-1

Im trying to read this link content via beautifulsoup and then trying to fetch article dates present in span.f

import requests
import json
from bs4 import BeautifulSoup
headers = {'User-Agent': 'Mozilla/5.0 (Macintosh; Intel Mac OS X 10_10_1) AppleWebKit/537.36 (KHTML, like Gecko) Chrome/59.0.3071.86 Safari/537.36'}
from selenium import webdriver
link="https://www.google.com/search?q=replican+party+announced&ie=utf-8&oe=utf-8&client=firefox-b"
browser=webdriver.Firefox()
browser.get(link)
s=requests.get(link)
soup5 =BeautifulSoup(s.content,'html.parser')

Now i want to fetch all the article dates present in <span class="f">Apr 27, 2018 - </span> along with their corresponding "link URL" But this code aint fetching anything for me

for i in soup5.find_all("div",{"class":"g"}):
    print (i.find_all("span",{"class":"f"}))
vinita
  • 595
  • 1
  • 9
  • 24

2 Answers2

2

You don't need selenium for this task.

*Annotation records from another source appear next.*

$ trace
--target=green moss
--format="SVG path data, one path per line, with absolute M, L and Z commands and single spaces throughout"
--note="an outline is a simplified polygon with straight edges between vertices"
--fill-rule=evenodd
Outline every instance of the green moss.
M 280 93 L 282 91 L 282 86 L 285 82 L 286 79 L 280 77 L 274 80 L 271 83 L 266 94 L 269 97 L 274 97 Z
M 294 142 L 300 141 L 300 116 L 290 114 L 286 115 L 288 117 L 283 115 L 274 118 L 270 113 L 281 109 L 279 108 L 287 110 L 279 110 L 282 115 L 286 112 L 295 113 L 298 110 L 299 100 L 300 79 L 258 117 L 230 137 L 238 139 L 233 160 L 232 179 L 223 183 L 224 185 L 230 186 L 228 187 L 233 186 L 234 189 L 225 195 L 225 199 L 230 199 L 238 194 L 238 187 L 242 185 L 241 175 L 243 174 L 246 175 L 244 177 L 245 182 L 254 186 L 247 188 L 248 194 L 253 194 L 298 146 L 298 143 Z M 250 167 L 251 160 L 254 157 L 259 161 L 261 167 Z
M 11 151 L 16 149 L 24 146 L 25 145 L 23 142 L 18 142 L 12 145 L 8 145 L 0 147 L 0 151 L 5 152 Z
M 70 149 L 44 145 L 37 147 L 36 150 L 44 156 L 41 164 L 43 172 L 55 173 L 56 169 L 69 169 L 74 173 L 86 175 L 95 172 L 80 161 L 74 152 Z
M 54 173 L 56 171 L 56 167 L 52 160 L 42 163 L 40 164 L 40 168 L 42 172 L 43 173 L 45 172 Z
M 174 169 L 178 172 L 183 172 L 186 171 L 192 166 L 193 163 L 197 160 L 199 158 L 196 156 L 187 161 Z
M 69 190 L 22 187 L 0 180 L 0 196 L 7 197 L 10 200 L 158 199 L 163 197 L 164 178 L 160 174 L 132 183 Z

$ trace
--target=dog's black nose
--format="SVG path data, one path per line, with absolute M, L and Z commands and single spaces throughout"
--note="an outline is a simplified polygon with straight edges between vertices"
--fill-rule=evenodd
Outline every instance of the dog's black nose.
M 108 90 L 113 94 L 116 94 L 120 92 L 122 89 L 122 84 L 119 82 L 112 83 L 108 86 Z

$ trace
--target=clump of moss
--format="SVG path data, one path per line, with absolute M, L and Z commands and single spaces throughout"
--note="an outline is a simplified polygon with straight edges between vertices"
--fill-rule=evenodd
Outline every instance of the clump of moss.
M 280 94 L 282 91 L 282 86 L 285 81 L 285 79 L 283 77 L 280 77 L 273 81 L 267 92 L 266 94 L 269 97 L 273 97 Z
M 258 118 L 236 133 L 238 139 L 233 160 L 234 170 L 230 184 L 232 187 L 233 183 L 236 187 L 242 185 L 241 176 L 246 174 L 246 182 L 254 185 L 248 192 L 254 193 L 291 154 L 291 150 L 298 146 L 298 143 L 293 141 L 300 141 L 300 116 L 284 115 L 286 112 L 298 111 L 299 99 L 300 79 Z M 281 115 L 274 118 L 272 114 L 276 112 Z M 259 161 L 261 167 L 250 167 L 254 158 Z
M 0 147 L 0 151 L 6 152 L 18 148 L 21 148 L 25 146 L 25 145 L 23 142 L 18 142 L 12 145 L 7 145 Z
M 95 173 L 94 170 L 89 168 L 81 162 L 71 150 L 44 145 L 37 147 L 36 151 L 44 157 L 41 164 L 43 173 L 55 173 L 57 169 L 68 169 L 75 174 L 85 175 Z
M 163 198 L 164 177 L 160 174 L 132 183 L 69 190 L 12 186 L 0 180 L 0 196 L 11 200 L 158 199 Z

Use BeautifulSoup's .select() method as below:

import requests
from bs4 import BeautifulSoup
headers = {
    'User-Agent': 'Mozilla/5.0 (Macintosh; Intel Mac OS X 10_10_1) AppleWebKit/537.36 (KHTML, like Gecko) Chrome/59.0.3071.86 Safari/537.36'}

link = "https://www.google.com/search?q=replican+party+announced&ie=utf-8&oe=utf-8&client=firefox-b"

r = requests.get(link, headers=headers, timeout=4)

encoding = r.encoding if 'charset' in r.headers.get('content-type','').lower() else None

soup = BeautifulSoup(r.content, 'html.parser', from_encoding=encoding)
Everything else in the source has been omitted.